4. Identification of Taxi Street-Hailing Behavior
The topic of recognizing taxi street hailing has been studied by sociologists in order to explore how taxi drivers perceive and culturally interact with their environment, including passengers
[38]. An interesting work is the work of Anderson, who studied gestures, in particular, as a communication channel between taxi drivers and passengers during hailing interactions
[13]. Based on a survey that he distributed to a group of taxi drivers in San Francisco, CA, USA, the researcher wanted to explore how taxi drivers evaluate street hails in terms of clarity and propriety. Clarity refers to “the ability of clearly recognizing a hailing behavior and distinguishing it from other one”, such as waving to a friend. Propriety refers to “the ability to identify if the passenger can be trusted morally and socially” so the taxi driver can decide either to accept the hailing request or not
[13]. In the context of the work, it is the clarity aspect that is more relevant, and with this respect, Anderson’s results are interesting. He found that the method of hailing adopted varies largely in relation to the visual proximity of the hailer to the taxi, and to the speed at which the vehicle is passing
[13]. When the driver and the hailer are within range of eye contact, the hailer “can use any waving or beckoning gestures to communicate his intention, such as raising one’s hand, standing on the curb while sticking arms out sideways into the view of the oncoming driver”
[13], etc.

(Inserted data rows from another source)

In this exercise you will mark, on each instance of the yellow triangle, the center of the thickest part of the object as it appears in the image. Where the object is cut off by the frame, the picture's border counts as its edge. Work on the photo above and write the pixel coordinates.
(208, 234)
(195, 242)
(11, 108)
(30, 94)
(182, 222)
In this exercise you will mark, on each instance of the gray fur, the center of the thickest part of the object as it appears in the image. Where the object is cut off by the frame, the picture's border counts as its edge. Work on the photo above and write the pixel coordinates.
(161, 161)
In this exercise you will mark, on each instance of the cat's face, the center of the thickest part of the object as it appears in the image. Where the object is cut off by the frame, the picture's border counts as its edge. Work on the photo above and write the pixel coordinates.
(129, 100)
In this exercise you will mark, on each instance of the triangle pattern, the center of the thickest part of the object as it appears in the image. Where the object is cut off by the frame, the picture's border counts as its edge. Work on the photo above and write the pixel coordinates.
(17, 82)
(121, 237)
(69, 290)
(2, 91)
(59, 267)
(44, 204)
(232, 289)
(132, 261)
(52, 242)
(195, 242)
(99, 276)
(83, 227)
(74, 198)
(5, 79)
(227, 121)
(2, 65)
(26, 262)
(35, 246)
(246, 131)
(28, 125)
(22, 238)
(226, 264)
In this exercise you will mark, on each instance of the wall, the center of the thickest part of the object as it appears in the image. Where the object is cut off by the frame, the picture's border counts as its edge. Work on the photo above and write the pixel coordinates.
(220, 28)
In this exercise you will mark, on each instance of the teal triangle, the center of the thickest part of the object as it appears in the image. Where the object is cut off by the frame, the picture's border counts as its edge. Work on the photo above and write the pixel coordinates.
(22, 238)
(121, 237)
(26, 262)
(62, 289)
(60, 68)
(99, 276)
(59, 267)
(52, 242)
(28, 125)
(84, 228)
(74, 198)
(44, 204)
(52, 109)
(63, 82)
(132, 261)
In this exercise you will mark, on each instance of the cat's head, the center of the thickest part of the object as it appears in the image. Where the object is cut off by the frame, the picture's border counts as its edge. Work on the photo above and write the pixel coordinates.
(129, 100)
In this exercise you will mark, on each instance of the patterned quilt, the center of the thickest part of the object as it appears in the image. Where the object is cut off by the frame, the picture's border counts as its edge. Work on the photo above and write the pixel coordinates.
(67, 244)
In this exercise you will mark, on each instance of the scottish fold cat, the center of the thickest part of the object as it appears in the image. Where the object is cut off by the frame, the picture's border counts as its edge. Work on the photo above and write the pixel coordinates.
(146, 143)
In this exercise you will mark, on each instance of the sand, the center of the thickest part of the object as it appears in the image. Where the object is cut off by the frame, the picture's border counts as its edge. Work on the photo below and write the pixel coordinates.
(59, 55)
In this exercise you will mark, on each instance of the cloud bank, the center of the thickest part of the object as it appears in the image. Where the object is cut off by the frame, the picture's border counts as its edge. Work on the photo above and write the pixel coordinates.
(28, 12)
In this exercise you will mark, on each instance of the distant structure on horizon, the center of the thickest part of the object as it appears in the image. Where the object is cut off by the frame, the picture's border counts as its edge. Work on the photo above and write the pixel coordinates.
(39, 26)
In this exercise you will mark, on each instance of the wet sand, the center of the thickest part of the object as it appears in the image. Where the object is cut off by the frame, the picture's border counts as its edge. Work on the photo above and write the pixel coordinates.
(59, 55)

However, if the hailer and the driver are too far from each other, “hailers need to make clear that they are hailing a cab as opposed to waving to a friend, checking their watch, or making any number of other gestures which similarly involve one’s arm”
[13]. Taxi drivers who participated in the survey specified that the best and most clear gesture, in this case, is the “Statue of Liberty”, where the “hailer stands on the curb, facing oncoming traffic, and sticks the street-side arm stiffly out at an angle of about 100–135 degree”
[13]. However, taxi drivers pointed out that there are many other hailing gestures, and they may even depend on the hailers’ cultural backgrounds. Similarly, the conceptual model of human–taxi street-hailing interaction proposed in
[14] assumed that, depending on the distance between taxis and passengers, different hailing gestures can be used, such as waving or nodding.